We sat and talked and watched this corner of the world go about its business of life. Although it seemed quiet here there was a buzz of activity. It wasn’t nearly as distracting or imposing as we had just witnessed minutes before near Notre Dame where human herds grazed back and forth in front of the cathedral; all eyes tilted upward at a 45 degree angle, hands clasping tiny digital cameras furiously snapping photos of the stone bulk – while at their very feet were the original medieval streets laid out in neat stone patterns, their names carved into the pavement.(photo: bar on Place Contrescarpe.)
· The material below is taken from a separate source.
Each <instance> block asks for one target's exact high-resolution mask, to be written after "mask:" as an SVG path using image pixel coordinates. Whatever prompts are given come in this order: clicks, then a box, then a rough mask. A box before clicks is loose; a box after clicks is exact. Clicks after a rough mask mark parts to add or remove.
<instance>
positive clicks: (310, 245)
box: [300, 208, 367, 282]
After leaving the cafe we strolled down Rue Mouffetard. Along the way we both commented on how many more shops we open now than when we were here some weeks ago. In the space of a just a few short blocks, we counted 4 fromageries (cheese shops), several open-air markets, especially toward the end of the “Mouffe” as we approached Rue Censier. Along here are also some of the coolest women’s clothing shops. Susan is very picky about her clothes and there are two or three that always draw her like a magnet, with their bold colors, funky styles without being gauche (“left”) and great prices. Anyway we’re lucky that this area is so close to our apartment. (photo: a street rotisserie, beef on top, chicken in the middle and potatoes on the very bottom roasting in the juices of the meats!)

Later in the evening Susan made pizza -- our first in Paris actually – topped with “mergez” sausage, roasted chicken, cherry tomatoes and mozzarella (“bocconcini”) from the Italian cheese shop, which is of course across the street, like everything else!